Thursday, April 05, 2007

Recalling the Sacrifice

Psalm 130:3-4

If you, O Lord, kept a record of sins, O Lord, who could stand? But with you there is forgiveness, therefore you are feared.

Have you ever tried to sit down and think about all the things that you have done in your lifetime to sin against God? It can be quite overwhelming can't it? That little white lie you told your spouse when they asked you if they looked good in a particular outfit... that homework that you copied from your friend in middle school... the jealousy you felt when someone got something that you wanted... the lust in your heart when you see things you shouldn't. The truth of the matter is that we all have not merely sinned, we've sinned A LOT! It is a part of our nature. It is a part of who we are. We are sinful people.
Now think about what a list of your sins would look like? Is there enough paper? What about ink? Is there enough computer memory in all the world to hold it all?
Praise be to God that he doesn't keep a record of our sins. Through the offering of Jesus Christ, believers have their sins paid for and taken away. There is no more permanent record. God doesn't remember them, in fact, he removes them as far as the east is from the west (Psalm 103:12)

How does God do this for us? The price is not cheap:

2 Corinthians 5:21

God made him who had no sin to be sin for us, so that in him we might become the righteousness of God.

Jesus Christ had done nothing wrong. He was able to accomplish what none of us have been able to do. He was sinless. Perfect. And it was upon this perfection that God laid our sins. All of them. All the little lies. All the cheating. All the murder. All the theft. Remember your list of sins? Compile that list with the list of all of the other human beings who have ever lived and God piled those sins on the shoulders of the perfect, sinless Christ.

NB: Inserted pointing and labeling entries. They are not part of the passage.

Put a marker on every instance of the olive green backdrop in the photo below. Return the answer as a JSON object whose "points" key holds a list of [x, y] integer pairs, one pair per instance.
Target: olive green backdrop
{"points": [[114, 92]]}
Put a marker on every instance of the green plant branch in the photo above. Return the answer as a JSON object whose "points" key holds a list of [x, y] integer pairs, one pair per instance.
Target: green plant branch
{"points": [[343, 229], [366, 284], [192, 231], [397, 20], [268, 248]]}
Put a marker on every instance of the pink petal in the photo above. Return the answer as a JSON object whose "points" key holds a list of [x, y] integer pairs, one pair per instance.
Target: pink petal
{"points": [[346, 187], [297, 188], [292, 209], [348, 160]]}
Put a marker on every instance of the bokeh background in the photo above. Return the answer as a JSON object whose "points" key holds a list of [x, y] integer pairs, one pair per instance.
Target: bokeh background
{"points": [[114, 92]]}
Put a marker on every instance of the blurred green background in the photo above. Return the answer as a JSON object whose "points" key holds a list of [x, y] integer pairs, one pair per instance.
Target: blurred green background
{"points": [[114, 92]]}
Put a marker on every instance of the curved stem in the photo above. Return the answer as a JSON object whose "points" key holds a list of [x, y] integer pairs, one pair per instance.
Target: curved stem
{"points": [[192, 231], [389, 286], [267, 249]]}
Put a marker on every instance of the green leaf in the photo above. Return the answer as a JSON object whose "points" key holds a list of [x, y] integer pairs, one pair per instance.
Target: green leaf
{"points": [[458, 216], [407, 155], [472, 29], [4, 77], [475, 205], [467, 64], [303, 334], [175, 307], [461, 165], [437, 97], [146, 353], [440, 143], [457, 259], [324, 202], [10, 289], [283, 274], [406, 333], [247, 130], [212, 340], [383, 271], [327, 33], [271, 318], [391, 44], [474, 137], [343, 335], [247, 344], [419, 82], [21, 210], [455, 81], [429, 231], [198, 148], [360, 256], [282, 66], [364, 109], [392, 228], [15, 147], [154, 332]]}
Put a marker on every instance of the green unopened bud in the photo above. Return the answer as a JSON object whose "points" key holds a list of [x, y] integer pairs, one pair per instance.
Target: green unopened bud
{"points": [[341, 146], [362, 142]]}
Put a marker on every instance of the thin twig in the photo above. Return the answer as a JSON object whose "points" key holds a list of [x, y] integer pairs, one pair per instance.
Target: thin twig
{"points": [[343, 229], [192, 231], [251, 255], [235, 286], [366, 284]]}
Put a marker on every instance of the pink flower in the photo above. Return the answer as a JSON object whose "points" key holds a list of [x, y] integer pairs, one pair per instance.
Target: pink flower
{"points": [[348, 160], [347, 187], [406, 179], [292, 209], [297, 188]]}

I believe the prophecy found in Isaiah 53 sums up this sacrifice better than any other text in the Bible:

Isaiah 53:1-6

Who has believed our message and to whom has the arm of the Lord been revealed? He grew up before him like a tender shoot, and like a root of dry ground. He had no beauty or majesty to attract us to him, nothing in his appearance that we should desire him. He was despised and rejected by men, a man of sorrows, and familiar with suffering. Like one from whom men hide their faces he was despised, and we esteemed him not. Surely he took up our infirmities and carried our sorrows, yet we considered him stricken by God, smitten by him and afflicted. But he was pierced for our transgressions, he was crushed for our iniquities. The punishment that brought us peace was upon him, and by his wounds we are healed. We all like sheep have gone astray each one of us has turned to his own way; and the Lord has laid on him the iniquity of us all.

The words pierced and crushed found in verse 5 are the strongest Hebrew words used to denote a suffering unto death. The word translated peace in the same verse is the Hebrew word shalom which more accurately translated means "completeness" or "wholeness." The death of Jesus Christ made us whole again.

If God kept a record of our sins, none could stand, and yet Jesus bore all of our sins in order that we might be able to have a relationship with God. How often do you remind yourself of the sacrifice that was made on your behalf? Do you live your life in appreciation for the salvation that you have through Jesus Christ's righteous suffering? Take time today to Thank God for the relationship that you can have and the life that you will experience because Jesus took care of your sin problem.